The first time Mischa noticed it, she told herself it was just the light.
Late afternoon sun filtered through the thin curtains of her room, turning everything soft and gold. Dust floated lazily in the air. The world felt quiet in that fragile, almost breakable way it sometimes did—like if you spoke too loudly, it might crack.
She stood in front of her mirror, brushing out her hair with slow, distracted strokes.
Mischa Jackson had always looked… slightly out of place.
Not in a way people could easily name. There was nothing obviously wrong. Her features were balanced, almost striking in a quiet way—high cheekbones, a straight nose, lips that rarely smiled fully. Her skin held a natural warmth, though it often looked pale under certain lights, like it didn't quite belong to the sun.
But it was her eyes that made people hesitate.
A deep, shifting hazel—sometimes green, sometimes almost gold depending on the light. Too aware. Too observant. Like she was always waiting for something she couldn't explain.
Her dark brown hair fell past her shoulders in loose, uneven waves, stubborn and unstyled, like it refused to fully cooperate with her.
She wasn't the kind of girl people forgot.
But she was the kind they didn't quite understand.

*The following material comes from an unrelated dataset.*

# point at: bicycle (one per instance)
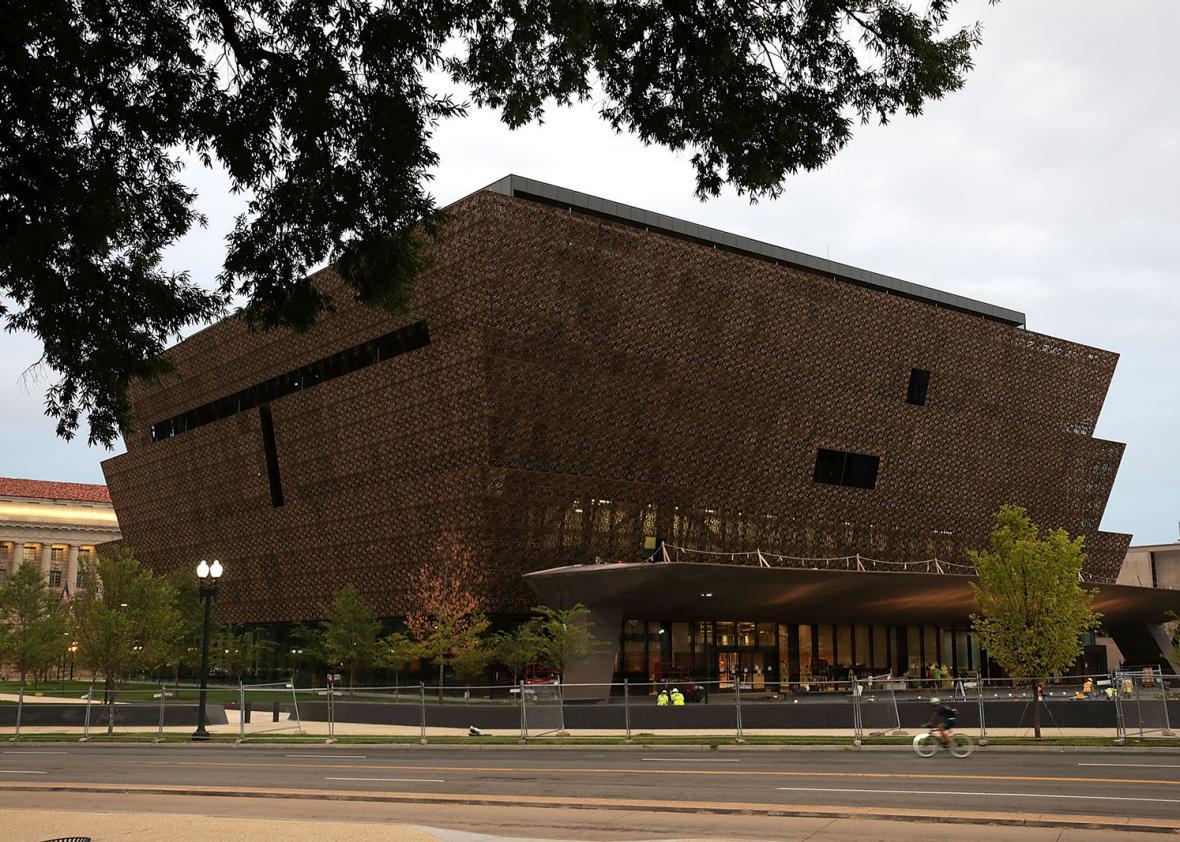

Mischa dragged the brush through her hair again, slower this time.
Then she froze.
In the mirror—
Something moved.
Not her. Not the curtain.
Behind her.
The shadow near the corner of the room stretched… just slightly.
Too slow to be normal. Too deliberate to be nothing.
Her grip tightened on the brush.
"Okay," she muttered under her breath. "No."
She turned quickly.
Nothing.
Just her room.
Bed unmade. Desk cluttered. The same faint crack in the wall she'd stared at a hundred times before.
Silence.
Mischa let out a breath she hadn't realized she was holding.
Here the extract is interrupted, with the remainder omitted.